L’opera è il tentativo di unione di due strutture architettoniche geograficamente molto vicine ma concettualmente estranee o almeno di primo impatto, questi due luoghi sono appunto L’Orto botanico di Roma, il luogo espositivo, e il carcere di Regina Coeli poco distante. Partendo dall’allusione storica per stabilire un collegamento tra il Giardino Botanico di Roma e il carcere di Regina Coeli, i dipinti propongono il concetto di “ormone radicante” paragonando i carcerati e le piante da punto di vista della struttura architettonica. Il prigioniero si radica nella prigione come la pianta si radica nel terreno, entrambi desiderando la libertà posseduta dagli alberi fuori dalla finestra. L’artista propone una forte identità tra territorio e storia, uomo e natura. rimanendo meravigliato dalla rigogliosa natura all’interno del Giardino, lo spettatore non può far altro che accorgersi che anche quest’ultima è rinchiusa in delle mura.
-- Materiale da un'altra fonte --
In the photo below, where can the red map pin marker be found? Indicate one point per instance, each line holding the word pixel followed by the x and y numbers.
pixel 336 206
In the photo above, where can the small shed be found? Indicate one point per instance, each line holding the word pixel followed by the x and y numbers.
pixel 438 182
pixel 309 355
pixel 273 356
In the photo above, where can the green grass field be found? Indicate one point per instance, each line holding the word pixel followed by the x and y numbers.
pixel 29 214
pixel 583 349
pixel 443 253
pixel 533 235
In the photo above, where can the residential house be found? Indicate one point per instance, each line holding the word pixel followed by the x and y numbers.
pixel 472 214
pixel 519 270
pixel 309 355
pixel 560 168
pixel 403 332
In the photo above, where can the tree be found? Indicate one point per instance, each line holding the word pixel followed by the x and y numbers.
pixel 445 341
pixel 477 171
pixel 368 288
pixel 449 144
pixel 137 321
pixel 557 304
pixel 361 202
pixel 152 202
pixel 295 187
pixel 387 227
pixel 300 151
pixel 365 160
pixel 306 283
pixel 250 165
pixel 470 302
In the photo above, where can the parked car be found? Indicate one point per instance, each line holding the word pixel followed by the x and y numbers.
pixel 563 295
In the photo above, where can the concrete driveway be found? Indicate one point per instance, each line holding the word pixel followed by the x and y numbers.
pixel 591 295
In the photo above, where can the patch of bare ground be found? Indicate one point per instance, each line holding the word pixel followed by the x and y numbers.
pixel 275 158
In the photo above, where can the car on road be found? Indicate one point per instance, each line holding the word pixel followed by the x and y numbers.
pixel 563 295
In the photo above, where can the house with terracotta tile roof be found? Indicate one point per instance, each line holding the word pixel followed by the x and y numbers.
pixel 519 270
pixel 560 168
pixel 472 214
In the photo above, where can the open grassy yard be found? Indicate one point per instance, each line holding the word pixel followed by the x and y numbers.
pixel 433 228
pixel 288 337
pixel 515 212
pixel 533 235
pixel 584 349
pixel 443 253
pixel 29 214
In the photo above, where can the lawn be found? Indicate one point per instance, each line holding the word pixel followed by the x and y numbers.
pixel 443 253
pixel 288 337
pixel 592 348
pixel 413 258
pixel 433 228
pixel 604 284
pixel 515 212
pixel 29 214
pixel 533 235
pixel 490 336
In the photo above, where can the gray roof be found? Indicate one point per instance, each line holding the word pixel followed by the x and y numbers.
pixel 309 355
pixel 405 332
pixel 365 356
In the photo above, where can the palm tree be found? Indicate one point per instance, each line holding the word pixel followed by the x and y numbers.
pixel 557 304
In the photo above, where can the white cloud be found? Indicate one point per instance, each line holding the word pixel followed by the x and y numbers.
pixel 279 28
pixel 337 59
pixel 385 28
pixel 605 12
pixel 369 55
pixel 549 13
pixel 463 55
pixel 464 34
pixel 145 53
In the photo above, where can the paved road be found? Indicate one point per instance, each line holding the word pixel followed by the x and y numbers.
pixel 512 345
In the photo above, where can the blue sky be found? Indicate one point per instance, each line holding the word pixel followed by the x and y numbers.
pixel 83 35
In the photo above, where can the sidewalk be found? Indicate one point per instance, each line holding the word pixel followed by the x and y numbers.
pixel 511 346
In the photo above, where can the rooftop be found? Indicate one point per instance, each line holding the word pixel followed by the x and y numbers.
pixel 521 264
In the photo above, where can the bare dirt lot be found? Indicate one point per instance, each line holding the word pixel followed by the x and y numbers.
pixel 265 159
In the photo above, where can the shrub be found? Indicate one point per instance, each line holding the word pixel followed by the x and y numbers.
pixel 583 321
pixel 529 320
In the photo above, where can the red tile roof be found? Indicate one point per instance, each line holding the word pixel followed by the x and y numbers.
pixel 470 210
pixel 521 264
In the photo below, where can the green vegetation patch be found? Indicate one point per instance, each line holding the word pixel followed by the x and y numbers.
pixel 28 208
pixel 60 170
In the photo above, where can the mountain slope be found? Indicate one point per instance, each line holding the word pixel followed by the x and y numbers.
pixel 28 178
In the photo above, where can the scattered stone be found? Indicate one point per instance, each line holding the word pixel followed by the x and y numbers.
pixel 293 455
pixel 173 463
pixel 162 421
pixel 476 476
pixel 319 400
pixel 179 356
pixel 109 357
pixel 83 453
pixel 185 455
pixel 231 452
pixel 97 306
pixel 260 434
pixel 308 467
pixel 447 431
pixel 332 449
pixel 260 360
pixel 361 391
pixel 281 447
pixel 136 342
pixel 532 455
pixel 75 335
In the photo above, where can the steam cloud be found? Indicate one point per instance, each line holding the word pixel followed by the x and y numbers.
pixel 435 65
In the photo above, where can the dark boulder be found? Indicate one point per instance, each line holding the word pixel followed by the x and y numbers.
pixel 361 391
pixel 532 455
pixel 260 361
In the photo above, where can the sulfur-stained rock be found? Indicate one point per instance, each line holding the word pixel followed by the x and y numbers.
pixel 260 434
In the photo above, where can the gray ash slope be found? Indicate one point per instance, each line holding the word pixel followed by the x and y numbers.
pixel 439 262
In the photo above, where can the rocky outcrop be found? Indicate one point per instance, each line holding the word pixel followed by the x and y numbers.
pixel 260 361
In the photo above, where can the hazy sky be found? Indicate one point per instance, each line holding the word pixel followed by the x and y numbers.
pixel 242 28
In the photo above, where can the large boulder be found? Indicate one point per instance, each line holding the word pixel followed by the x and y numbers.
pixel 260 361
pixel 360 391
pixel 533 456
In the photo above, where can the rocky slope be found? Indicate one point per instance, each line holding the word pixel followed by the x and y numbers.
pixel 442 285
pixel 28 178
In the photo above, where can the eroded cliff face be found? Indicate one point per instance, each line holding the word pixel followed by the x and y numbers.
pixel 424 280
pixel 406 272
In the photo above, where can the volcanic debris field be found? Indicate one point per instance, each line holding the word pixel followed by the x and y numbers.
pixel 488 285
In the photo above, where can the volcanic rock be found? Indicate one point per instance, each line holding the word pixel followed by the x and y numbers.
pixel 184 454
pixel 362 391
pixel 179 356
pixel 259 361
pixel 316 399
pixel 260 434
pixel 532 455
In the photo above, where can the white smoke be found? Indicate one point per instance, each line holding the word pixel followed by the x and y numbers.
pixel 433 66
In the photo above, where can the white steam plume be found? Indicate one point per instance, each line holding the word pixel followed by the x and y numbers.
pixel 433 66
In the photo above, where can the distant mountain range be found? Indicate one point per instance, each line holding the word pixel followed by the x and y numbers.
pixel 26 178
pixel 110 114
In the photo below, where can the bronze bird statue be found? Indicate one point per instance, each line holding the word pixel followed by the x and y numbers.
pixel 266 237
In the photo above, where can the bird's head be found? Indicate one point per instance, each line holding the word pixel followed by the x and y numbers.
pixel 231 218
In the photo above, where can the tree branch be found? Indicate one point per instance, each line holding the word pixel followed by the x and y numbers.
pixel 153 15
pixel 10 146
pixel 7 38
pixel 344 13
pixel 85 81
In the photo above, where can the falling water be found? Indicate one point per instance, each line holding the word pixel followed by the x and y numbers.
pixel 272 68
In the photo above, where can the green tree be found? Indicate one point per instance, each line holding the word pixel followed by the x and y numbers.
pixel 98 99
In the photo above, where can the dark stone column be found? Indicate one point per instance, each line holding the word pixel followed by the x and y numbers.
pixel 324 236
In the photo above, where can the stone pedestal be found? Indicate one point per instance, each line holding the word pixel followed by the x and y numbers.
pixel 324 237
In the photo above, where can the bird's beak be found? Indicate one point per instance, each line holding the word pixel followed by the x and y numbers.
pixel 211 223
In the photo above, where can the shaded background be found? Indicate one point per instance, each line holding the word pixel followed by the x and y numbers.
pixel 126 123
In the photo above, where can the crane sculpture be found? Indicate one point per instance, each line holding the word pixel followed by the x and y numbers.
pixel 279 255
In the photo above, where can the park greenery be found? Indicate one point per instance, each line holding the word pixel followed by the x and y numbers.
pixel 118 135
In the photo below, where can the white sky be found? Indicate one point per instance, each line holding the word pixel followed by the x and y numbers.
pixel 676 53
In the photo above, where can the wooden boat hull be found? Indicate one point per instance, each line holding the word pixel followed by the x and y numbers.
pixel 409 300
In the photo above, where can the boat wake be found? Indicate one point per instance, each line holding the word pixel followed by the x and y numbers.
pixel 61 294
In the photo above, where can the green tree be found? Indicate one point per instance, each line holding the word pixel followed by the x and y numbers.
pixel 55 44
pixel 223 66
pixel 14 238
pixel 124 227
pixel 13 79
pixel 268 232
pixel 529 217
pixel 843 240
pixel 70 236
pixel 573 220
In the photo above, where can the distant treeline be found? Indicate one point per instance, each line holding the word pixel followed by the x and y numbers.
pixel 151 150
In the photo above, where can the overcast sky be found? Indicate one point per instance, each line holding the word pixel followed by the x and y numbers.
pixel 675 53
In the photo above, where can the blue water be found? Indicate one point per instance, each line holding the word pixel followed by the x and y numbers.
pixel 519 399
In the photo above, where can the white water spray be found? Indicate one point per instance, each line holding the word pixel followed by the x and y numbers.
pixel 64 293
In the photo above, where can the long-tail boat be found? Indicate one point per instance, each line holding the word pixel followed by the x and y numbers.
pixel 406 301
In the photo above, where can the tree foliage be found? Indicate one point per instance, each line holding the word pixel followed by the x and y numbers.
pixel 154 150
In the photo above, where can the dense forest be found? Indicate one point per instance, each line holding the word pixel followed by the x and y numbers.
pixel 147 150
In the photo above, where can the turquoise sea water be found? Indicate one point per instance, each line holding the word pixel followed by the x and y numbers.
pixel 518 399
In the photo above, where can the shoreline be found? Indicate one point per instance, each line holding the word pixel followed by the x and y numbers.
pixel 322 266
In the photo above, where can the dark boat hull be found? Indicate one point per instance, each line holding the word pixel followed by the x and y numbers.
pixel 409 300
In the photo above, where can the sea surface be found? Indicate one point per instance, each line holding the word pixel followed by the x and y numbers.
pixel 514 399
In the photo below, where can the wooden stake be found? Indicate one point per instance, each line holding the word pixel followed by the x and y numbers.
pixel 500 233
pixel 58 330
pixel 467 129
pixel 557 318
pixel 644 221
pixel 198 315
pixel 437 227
Alessandro Sorrentino (Torre Annunziata, 1999) viva e lavora a Roma dove frequenta NABA, Nuova Accademia di Belle Arti, crea opere d’arte che utilizzano
elementi autobiografici, adattando narrazioni comuni e strutture simili a racconti. Attraverso pittura, scultura,
video e fotografia, il suo lavoro si occupa di introspezione, la sua responsabilità e le conseguenze sociali. Spesso contenenti pathos e ironia, ma anche umorismo e malinconia.